Auch in Die Schöpfung geht es um die irreguläre Überschreitung von Grenzen. Das religiöse Motiv der sexistisch geprägten „Erbsünde“ aus der Bibel wurde in der Inszenierung einer erneuten gewaltvollen Interpretation unterzogen: Der Bezug zur Vertreibung von Eva und Adam aus dem Garten Eden wird „durch die permanente Anwesenheit von Geflüchteten, die aus ihrem Paradies (sic!) durch Krieg oder Naturkatastrophen, aus wirtschaftlichen, politischen oder religiösen Gründen vertrieben wurden“ hergestellt.

Die musikalische Komposition für die 105-minütige Aufführung wurde von der französischen Dirigentin Laurence Equilbey gestaltet.
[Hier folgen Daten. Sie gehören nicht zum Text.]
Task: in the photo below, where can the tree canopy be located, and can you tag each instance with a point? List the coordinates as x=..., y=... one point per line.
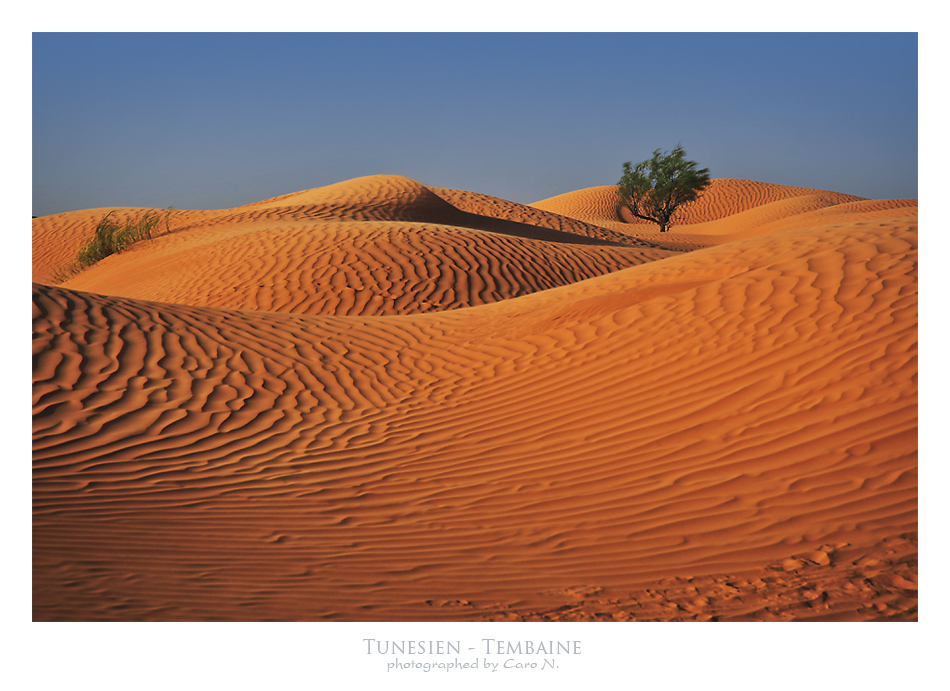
x=656, y=189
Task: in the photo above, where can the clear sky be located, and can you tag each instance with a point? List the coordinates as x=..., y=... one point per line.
x=204, y=121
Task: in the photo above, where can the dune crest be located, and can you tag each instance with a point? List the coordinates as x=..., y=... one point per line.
x=226, y=426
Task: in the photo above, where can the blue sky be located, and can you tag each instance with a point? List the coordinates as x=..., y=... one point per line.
x=218, y=120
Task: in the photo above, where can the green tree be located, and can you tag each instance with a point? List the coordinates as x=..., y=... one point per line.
x=660, y=186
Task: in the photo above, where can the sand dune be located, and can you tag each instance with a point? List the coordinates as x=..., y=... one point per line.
x=227, y=425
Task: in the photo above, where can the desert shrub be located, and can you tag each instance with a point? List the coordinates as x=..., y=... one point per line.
x=110, y=237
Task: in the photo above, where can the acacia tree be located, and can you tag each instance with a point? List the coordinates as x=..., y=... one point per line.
x=659, y=187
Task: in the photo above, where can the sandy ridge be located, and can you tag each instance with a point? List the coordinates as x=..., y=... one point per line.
x=564, y=451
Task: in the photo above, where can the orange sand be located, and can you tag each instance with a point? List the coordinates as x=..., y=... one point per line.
x=381, y=401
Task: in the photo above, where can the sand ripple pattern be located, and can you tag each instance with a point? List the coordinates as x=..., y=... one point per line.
x=698, y=418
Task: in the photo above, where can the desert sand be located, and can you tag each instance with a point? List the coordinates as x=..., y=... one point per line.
x=379, y=400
Eindrucksvolle Stimmen füllten den durchaus beeindruckenden großen Saal der Elbphilharmonie. Equilbeys gut eingespieltes Insula Orchestra begleitete die Entwicklung von den sieben Tagen der Schöpfung auf einer kleinen Bühne mit viel zu viel Bühnenmaterial und riesigen weißen Stoffkulissen, worauf die unterschiedlichsten an Bildschirmschoner erinnernden Projektionen, zusammengewürfelte Wörter und Körperteile projiziert wurden. Riesige weiße Luftballons kamen auch zum Einsatz.

Die weißen Körper, welche die Geflüchteten darstellen sollen, sind mit einer bestimmten Art von Kostümen gekleidet, die stark auf traditionelle nordafrikanische männliche und weibliche Mode verweisen. Als Teil des Kostüms war es wohl notwendig, die Gesichter von dieser großen Menge von namenlosen Chorsängerinnen und -sängern, die gleichzeitig als Schauspielerinnen und Schauspieler dienten, partiell schwarz zu bemalen, um sicher zu gehen, dass Sie vom Publikum als „arme Leute“ gelesen werden. Eine klare Abgrenzung von den rassistischen Theaterpraxen des Blackfacing ist hier nicht festzustellen.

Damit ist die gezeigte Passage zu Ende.